Author Of 1 Presentation
PS02.05 - Nanomodulation of microRNAs in Macrophages
Multiple Sclerosis (MS) is characterized by central nervous system infiltration of peripheral immune cells, the largest fraction of which are macrophages. The macrophage role in MS is multifaceted, in a pro-inflammatory or ‘M1’ state instructing demyelination and axonal loss, while the anti-inflammatory ‘M2’ state holds a key role in tissue repair and regeneration. Previously, we have identified that IL-10 inhibition of miR-155 is a prominent mechanism utilized by macrophages to maintain an M2 state. Moreover, using a miR-155 floxed x LysMCre model, where miR-155 is specifically deleted from myeloid cells, there was reduced disease onset and less lesion burden in the experimental autoimmune encephalomyelitis (EAE) animal model. Thus, we hypothesize miR-155 inhibition may favorably modulate the macrophage population to an ‘M2’ or pro-repair phenotype, reducing inflammation, alleviating disease progression, mimicking an IL-10 mediated effect.
To investigate the therapeutic potential of a miR-155 anti-miRNA oligonucleotide (AMO) packaged in nanoparticle-based carriers to enhance uptake into macrophages.
4 AMOs were investigated for their ability to inhibit mir-155 in Raw 264.7 and bone marrow-derived macrophages (BMDM). The downstream effect of macrophage pro-inflammatory function in response to mir-155 inhibition was examined by measuring a range of macrophage polarisation parameters, including pro-inflammatory cytokine and nitric oxide (NO) production, expression of M2 markers Arginase-1 and CD206, two markers intricately tied with metabolism in the context of polarisation. PLGA and novel star-shaped polypeptides were also assessed for in vitro macrophage delivery.
A locked nucleic acid (LNA) modified AMO showed the most promising results for mir-155 inhibition in both Raw 264.7 and BMDM. In further studies we show changes in expression of mir-155 target genes that mimic an IL-10 mediated phenotype, while mir-155 independent increases in M2 marker Arginase-1 suggest a more M2 like phenotype. Additionally, star-shaped polypeptides demonstrate the capacity for AMO delivery to BMDM.
mir-155 inhibition can be achieved through delivery of an AMO, and mimics crucial aspects of an IL-10 mediated macrophage phenotype. Star polypeptides represent a promising avenue towards macrophage-specific uptake and future in vivo delivery in MS animal models.
Author Of 1 Presentation
P0778 - IL-10 promotes myelin repair in an ex vivo model of remyelination and microRNA signatures of ex vivo remyelination (ID 1761)
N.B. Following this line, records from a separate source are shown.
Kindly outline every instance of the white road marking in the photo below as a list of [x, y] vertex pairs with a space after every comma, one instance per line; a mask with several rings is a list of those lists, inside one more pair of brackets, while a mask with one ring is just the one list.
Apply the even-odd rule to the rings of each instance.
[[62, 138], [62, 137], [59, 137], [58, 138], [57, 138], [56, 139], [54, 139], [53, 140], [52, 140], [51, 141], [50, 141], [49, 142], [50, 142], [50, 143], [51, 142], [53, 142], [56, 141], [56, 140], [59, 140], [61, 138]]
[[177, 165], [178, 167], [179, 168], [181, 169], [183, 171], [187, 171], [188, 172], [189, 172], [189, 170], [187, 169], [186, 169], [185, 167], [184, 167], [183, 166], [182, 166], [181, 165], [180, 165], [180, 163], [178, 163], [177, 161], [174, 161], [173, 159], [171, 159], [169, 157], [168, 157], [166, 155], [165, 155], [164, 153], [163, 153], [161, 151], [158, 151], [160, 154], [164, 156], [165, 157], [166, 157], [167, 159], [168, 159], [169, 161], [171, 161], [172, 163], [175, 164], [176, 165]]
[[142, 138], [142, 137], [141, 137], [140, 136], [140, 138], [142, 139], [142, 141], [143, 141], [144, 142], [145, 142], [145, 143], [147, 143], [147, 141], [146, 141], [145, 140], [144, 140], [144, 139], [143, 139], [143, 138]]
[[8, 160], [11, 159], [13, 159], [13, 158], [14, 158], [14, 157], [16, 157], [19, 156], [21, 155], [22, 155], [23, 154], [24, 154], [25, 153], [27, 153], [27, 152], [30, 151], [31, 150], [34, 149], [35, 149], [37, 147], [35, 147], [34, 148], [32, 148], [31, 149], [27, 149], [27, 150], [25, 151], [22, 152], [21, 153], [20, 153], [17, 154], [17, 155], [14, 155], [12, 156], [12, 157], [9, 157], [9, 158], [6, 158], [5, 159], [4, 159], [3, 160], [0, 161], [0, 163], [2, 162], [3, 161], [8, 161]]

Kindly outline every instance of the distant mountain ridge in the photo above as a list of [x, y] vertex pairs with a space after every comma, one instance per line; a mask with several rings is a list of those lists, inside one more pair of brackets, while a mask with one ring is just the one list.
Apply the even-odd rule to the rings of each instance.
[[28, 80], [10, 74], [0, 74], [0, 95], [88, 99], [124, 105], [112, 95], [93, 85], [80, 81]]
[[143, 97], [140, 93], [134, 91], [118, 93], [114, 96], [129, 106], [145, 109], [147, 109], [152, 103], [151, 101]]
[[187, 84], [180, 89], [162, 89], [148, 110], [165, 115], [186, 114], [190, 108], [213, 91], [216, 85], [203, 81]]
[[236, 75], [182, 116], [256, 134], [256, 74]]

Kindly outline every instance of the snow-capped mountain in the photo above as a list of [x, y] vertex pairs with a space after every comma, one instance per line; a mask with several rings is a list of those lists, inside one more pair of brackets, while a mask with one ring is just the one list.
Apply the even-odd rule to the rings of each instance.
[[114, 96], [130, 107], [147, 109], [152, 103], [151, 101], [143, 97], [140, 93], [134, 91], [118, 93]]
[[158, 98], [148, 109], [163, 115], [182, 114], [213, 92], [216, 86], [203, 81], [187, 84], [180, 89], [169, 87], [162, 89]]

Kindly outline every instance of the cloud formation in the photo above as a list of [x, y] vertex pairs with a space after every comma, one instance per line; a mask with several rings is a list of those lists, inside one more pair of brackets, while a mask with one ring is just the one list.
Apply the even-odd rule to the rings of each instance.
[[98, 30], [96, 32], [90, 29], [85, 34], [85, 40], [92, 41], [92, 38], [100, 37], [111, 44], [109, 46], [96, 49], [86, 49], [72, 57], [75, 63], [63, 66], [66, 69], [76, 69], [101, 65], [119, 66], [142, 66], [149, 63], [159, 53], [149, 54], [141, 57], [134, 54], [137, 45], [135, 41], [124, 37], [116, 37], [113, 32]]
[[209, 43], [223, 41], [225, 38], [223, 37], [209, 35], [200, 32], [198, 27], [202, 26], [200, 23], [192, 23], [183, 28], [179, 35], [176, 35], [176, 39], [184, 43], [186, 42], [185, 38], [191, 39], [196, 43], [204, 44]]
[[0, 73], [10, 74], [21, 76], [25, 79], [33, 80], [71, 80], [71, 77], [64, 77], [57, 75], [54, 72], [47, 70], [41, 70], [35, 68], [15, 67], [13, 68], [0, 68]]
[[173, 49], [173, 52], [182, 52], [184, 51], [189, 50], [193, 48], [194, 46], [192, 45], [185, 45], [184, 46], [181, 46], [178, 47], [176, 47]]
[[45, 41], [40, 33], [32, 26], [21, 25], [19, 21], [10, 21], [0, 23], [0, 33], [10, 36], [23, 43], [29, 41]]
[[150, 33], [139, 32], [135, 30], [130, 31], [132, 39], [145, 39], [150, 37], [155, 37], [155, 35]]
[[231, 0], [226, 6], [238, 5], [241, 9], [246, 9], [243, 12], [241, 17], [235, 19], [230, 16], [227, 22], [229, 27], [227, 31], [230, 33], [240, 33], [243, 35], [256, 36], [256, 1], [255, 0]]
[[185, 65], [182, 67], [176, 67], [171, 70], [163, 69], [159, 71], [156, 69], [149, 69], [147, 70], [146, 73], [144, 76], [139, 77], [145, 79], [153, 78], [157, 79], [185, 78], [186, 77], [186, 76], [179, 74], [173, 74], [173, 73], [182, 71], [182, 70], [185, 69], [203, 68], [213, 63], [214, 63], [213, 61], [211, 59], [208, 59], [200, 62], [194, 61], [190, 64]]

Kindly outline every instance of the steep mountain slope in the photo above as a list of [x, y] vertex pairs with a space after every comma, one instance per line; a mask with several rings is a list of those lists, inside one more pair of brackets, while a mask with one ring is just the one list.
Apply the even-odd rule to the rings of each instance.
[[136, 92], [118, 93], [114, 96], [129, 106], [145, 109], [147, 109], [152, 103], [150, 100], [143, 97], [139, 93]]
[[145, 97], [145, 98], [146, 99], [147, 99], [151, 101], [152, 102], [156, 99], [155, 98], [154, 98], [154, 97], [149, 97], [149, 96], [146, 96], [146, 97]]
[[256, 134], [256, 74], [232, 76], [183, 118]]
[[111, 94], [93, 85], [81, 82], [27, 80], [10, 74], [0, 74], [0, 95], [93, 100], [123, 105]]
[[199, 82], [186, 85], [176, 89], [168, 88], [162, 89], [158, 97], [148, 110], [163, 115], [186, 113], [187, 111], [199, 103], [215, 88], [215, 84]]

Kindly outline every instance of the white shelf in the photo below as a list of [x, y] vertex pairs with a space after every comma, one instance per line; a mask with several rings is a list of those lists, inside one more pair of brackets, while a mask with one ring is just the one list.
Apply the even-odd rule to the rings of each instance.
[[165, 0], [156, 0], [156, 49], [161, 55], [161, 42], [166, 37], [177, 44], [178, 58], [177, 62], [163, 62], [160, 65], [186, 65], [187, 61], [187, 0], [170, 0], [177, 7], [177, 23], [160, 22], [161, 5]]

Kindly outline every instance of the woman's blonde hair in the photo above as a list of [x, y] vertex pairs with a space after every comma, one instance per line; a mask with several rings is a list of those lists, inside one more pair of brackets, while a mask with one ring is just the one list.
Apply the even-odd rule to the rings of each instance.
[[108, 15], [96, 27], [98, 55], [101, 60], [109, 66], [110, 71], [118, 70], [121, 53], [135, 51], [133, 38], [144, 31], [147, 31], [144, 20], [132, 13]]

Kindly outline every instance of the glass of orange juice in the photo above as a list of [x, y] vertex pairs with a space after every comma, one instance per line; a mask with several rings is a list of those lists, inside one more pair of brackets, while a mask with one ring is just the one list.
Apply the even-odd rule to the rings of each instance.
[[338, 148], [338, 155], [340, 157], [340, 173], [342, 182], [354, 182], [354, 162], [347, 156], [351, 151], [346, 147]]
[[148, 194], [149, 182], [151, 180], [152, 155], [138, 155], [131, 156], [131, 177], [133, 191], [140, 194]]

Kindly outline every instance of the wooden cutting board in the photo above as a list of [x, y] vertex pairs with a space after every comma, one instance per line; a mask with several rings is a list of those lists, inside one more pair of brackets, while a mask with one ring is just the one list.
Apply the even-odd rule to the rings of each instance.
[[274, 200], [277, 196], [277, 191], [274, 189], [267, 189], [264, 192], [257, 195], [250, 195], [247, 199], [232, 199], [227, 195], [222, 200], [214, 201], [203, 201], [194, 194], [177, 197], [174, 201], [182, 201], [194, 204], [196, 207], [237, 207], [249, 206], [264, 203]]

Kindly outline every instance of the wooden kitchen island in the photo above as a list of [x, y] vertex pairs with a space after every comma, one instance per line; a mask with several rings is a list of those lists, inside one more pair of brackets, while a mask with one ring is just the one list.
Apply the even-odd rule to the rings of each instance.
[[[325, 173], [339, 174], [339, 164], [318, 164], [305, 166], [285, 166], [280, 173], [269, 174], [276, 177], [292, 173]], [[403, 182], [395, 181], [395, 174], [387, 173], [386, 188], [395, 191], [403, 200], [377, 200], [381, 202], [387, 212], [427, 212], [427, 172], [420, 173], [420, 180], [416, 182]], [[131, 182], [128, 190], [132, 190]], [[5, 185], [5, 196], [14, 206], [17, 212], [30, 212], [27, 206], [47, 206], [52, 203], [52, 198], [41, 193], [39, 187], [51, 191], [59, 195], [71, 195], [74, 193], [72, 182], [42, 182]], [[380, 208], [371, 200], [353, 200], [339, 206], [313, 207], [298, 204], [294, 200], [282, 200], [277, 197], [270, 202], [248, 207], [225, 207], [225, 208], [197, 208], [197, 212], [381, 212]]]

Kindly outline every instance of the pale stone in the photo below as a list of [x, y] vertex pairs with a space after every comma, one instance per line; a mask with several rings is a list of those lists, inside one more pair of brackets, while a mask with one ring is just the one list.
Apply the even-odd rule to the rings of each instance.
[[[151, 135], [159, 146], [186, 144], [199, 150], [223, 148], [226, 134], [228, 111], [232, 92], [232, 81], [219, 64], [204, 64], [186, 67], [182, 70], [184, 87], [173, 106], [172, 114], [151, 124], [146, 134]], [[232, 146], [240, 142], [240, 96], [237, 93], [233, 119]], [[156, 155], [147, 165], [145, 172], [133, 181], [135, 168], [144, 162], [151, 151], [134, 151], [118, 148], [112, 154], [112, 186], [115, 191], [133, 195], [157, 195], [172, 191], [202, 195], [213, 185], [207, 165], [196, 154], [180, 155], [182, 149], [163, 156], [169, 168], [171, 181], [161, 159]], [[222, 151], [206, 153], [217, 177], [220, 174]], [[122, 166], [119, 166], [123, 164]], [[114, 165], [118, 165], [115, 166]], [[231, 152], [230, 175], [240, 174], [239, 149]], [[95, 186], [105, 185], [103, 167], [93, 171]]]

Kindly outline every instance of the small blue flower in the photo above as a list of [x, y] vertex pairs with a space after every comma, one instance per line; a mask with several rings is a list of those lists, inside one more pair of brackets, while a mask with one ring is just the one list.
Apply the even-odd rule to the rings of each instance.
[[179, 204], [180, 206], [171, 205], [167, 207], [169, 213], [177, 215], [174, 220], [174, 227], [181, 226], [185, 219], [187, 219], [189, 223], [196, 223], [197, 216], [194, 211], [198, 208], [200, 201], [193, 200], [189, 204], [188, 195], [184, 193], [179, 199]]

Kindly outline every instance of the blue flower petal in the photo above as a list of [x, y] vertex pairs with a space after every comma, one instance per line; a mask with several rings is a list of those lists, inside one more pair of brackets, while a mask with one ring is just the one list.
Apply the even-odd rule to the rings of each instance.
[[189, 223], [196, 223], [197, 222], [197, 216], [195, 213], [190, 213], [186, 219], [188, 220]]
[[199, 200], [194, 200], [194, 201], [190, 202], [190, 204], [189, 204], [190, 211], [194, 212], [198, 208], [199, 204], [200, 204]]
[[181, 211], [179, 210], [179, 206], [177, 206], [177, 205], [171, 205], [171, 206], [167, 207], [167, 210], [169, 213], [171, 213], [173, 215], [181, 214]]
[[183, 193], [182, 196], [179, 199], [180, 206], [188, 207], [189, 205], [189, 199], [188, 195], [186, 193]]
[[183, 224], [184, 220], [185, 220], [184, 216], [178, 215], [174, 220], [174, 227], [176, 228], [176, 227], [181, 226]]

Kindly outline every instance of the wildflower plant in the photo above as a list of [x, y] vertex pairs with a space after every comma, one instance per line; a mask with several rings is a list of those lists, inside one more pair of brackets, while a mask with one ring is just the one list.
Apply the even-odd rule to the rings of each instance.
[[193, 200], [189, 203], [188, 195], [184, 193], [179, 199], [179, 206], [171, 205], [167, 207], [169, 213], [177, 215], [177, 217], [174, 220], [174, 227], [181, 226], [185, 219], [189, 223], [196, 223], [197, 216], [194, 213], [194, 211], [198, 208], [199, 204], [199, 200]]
Multiple sclerosis is an autoimmune disease characterized by peripheral immune infiltration of the CNS and subsequent demyelination of axons, leading in turn to neuron damage and death. This damage can be repaired, however, via a process of remyelination of previous damaged neurons. The cytokine IL-10 has been shown to promote a micro-environment conducive to myelin repair, however the underlying mechanism remains poorly understood. MicroRNAs are known to play a central role in regulating remyelination, and represent a potential means by which IL-10 may influence remyelination. For example, we have previously shown that IL-10 can inhibit the microRNA miR-155 and may influence this process.
To investigate the role of IL-10 in promoting remyelination and to profile global miRNA expression in an ex vivo model of remyelination.
Remyelination was modelled ex vivo by application of the demyelinating drug lysolecithin to cultured organotypic cerebellum and brain stem cultures, then treated with LPS and/or IL-10. The extent of remyelination was assessed using immunofluorescent microscopy and Image J analysis. Additionally, we used a custom designed OpenArray to assess microRNA expression in the demyelination and remyelination phases of this model. The expression of several microRNAs of interest were verified using RT-PCR.
Demyelinated slices treated with a combination of LPS and IL-10 show greater remyelination than slices left untreated or that received only one of these stimuli. Moreover, brain slices obtained from miR-155 knockout mice displayed greater basal levels of remyelination, absent of any stimuli and suggest a mechanism by which IL-10 may mediate this effect. Additionally, from the OpenArray, we identified altered expression of several microRNAs across the phases of demyelination and remyelination in the brain slice model. One such microRNA, miR-448, was upregulated at the remyelination phase, and we further illustrate that several targets of this microRNAs are impacted.
IL-10 supports remyelination when combined with the inflammatory stimulus LPS, and possibly may work via miR-155 to promote repair. Several other miRNAs like miR-448 are also modulated during remyelination and may be worth exploring further.